First of all, sorry for replying in an old topic but I don't want to duplicate threads here.

Doeremi, did you manage to stop your cats from meowing? I am having the same problem.  

Now every time my cat sees our entrance door opening, she would just run to outside! I don't mind may cat to play outside but there is an entrance gate out there that can lead her to the streets.
So when she fails to run outside, she would just sit in front of the door and meow.  

Putting her on the window is a bad idea because there are lots of street cats in my area and one of them before was almost going to jump into my window because it saw my parakeet in its cage! :!: 

My point is...I can't allow my cat to go outside. At the sametime, I don't want her to feel that I'm abandoning her. What can I do? :?:


----------



## Doeremi (Aug 21, 2004)

Yeah he finally did stop his annoying meowing. In case of accidental getaways make sure you put a collar on with an id tag. Last summer I allowed them to stay in the open breezeway/mudroom. Then Nala started going through the dog door into the backyard. If something like that causes more meowing then just don't do it. 

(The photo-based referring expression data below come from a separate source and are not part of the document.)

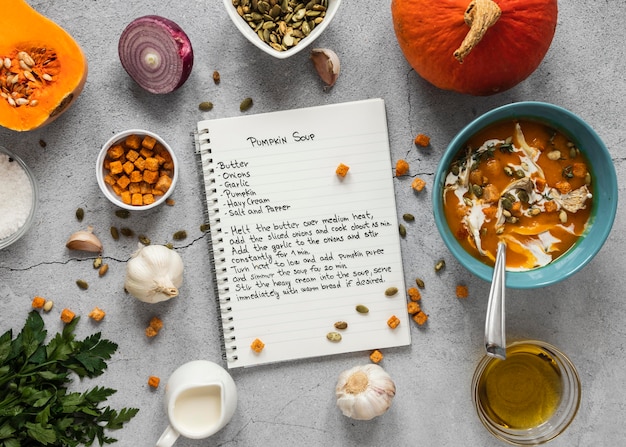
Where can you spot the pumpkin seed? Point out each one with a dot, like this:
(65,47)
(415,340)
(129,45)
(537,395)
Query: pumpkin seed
(362,309)
(341,325)
(103,270)
(115,234)
(205,106)
(97,262)
(391,291)
(245,104)
(334,336)
(179,235)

If she is a meower just do something to distract her. You'll have to make sure she doesn't get out. Might have to get some kitty toys or catnip.. After time she will stop. But you won't be able to take her out and expect her not to meow.


----------



## Sarah-Lou (Sep 22, 2009)

My friend has two indoor kittens...they have been fine about not going outside until recently when Alfie realised there were females that want his 'attention'...he is booked in to be neutered but his little exploration sessions of the back yard have been put on hold. He started to jump the wall and go in search of females...he didn't get very far and could usually be found less than 10 metres up from my friends house meowing and looking upset  he's a baby really! Whilst her other kitten shows no intention of going outside and is quite happy to live inside with Alfie.


----------